There will always be friendship groups within a congregation, and that’s a real strength here. But our commitment to each other as a tiny part of the Body of Christ means keeping an eye out for everyone — so that no one slips through the cracks. The clergy have an overview, but we only know what we’re told. Please do keep us and Andrew Ginn, our pastoral ALM, up to date. As Paul writes: “just as the body is one and has many members… if one member suffers, all suffer together.” We are not a club or a society. We are bound together in Christ.
The very first Christians lived by the principle: from each according to their ability, to each according to their need. It’s a phrase that goes back well before Karl Marx. I’ve always believed in it. And I’ve looked at life from both sides — there have been times when I’ve gratefully accepted whatever support was on offer. Our Third Order area covers Manchester, Liverpool, and the surrounding towns and villages. Wherever we hold our meetings, the journey is hard for someone. About ten years ago I realised that for a few members, the only realistic way to come was by taxi for part of the route. So I put a pot out and asked for contributions to share the cost. People were wonderfully generous. And ten years later — I still have the money. I couldn’t persuade anyone to accept it.

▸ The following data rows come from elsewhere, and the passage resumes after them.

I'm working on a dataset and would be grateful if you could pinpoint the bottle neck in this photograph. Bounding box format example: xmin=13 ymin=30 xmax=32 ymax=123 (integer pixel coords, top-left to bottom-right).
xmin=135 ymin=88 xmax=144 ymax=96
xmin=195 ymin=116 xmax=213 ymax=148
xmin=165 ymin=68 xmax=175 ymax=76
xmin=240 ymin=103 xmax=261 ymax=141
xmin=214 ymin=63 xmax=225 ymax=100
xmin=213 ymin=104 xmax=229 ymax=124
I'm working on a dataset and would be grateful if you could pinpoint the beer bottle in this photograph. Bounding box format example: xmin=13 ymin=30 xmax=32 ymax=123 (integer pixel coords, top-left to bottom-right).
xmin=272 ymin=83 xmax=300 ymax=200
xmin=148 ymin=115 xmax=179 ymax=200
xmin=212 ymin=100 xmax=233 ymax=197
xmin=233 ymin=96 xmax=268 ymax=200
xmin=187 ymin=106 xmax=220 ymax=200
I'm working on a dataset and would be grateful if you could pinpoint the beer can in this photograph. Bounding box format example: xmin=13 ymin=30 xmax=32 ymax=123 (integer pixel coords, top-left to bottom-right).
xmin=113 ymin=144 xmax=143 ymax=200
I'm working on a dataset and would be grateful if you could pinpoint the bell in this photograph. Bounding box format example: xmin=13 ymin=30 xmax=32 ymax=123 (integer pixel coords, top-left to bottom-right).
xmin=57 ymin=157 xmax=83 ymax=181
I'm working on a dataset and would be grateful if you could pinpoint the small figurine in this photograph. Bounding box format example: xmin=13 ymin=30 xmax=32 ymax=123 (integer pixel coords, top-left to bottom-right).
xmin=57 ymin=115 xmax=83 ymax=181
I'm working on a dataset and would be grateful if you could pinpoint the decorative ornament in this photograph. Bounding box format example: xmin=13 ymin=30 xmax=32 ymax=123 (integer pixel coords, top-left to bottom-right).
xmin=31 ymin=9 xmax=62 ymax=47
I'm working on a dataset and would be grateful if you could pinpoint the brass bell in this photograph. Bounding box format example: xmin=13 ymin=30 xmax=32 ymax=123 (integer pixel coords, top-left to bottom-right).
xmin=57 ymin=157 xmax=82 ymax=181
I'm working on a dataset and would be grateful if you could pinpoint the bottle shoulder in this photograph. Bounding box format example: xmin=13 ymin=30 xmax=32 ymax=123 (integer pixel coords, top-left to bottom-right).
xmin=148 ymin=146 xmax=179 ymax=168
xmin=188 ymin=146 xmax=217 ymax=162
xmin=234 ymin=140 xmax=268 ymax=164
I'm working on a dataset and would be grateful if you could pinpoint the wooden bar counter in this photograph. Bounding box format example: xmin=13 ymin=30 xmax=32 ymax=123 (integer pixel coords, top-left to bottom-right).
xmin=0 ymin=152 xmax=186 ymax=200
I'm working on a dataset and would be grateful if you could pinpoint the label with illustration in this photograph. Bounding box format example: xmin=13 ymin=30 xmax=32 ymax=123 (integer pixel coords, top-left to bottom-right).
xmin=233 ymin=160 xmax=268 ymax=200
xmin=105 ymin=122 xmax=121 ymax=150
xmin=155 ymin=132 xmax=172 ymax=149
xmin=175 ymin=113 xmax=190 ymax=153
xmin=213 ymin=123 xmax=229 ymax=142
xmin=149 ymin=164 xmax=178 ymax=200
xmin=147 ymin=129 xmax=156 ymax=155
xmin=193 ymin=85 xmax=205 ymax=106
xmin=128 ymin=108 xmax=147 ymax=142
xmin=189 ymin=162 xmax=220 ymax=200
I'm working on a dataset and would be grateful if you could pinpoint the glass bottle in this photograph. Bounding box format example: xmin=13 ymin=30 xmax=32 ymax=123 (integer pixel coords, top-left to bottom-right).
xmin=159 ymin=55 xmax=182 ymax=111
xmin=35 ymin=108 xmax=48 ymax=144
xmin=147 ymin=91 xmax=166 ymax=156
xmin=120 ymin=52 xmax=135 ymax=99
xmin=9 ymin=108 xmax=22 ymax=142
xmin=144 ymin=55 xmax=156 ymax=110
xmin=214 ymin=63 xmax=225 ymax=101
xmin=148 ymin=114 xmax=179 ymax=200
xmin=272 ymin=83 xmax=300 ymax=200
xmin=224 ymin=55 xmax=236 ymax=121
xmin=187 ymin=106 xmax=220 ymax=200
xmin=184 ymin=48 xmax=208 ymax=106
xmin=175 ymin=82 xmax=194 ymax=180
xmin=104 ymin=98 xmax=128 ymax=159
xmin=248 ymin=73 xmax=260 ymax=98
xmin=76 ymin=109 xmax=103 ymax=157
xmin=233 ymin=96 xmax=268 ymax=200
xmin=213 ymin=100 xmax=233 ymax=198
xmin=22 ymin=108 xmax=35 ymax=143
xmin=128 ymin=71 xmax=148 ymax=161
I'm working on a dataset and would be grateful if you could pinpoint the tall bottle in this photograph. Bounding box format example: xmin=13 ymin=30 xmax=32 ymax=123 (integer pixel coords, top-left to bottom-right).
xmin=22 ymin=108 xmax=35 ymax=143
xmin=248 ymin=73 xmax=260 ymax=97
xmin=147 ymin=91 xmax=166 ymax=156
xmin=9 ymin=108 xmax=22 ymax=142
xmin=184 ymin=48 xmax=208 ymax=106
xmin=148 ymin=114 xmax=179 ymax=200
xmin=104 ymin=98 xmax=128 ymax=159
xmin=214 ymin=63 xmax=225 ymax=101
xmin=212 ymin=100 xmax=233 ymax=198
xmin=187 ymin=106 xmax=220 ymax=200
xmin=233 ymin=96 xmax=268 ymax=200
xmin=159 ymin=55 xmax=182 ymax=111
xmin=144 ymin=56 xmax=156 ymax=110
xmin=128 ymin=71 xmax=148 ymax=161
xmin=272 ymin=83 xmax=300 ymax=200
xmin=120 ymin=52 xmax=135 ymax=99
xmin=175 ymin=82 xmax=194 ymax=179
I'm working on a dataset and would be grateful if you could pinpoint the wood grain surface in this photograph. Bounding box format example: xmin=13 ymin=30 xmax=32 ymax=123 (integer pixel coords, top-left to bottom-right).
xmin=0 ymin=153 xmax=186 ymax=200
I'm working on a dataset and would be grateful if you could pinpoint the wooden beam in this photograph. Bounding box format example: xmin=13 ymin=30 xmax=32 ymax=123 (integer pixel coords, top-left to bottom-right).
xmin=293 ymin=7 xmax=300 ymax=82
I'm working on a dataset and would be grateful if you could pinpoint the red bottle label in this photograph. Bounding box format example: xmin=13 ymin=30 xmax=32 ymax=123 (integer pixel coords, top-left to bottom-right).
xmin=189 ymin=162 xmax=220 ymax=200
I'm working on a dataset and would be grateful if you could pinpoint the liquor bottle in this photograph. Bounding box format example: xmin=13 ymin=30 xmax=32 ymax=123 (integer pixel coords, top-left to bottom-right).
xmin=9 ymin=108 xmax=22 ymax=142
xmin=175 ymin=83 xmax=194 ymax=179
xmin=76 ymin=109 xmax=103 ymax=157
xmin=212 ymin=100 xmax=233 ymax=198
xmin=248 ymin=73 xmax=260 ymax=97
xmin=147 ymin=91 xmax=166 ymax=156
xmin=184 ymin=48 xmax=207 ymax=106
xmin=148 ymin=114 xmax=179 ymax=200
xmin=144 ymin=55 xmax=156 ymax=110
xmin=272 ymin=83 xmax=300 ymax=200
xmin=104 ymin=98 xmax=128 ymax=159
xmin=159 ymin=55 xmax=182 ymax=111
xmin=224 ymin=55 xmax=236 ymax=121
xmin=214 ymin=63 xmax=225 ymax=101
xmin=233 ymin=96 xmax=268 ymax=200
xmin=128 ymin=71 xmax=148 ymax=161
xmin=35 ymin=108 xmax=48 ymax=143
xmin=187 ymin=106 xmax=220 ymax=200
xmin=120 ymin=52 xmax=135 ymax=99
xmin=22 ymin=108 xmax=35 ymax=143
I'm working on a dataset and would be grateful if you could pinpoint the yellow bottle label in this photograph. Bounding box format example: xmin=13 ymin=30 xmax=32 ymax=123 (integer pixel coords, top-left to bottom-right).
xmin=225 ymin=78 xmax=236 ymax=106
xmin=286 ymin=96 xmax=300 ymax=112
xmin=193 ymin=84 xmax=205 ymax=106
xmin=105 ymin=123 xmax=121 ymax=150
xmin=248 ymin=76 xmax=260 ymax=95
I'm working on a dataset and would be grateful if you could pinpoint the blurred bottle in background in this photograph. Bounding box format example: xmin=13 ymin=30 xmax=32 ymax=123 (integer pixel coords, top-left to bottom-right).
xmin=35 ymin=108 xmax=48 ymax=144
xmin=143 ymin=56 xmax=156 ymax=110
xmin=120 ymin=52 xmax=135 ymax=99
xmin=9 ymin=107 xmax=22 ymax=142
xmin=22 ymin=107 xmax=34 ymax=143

So I have no neat answer to how we share things in a congregation, because receiving is harder than giving. But we can have generous hearts — never begrudging the fact that someone else’s contribution is smaller than our own, always aware that for some people, money is a genuine and pressing difficulty. Wealth is not a matter for pride, nor poverty for shame. All that we have is by the grace of God. And our generosity must reach beyond this congregation, beyond Prestwich, beyond the UK. There are people in this world who literally have nothing.
The Jerusalem experiment in communal living couldn’t last. But it can be a lasting inspiration. The congregation we aspire to be is one full of love, mutual support, and generosity — a community that is welcoming, and a beacon of hope in a troubled world.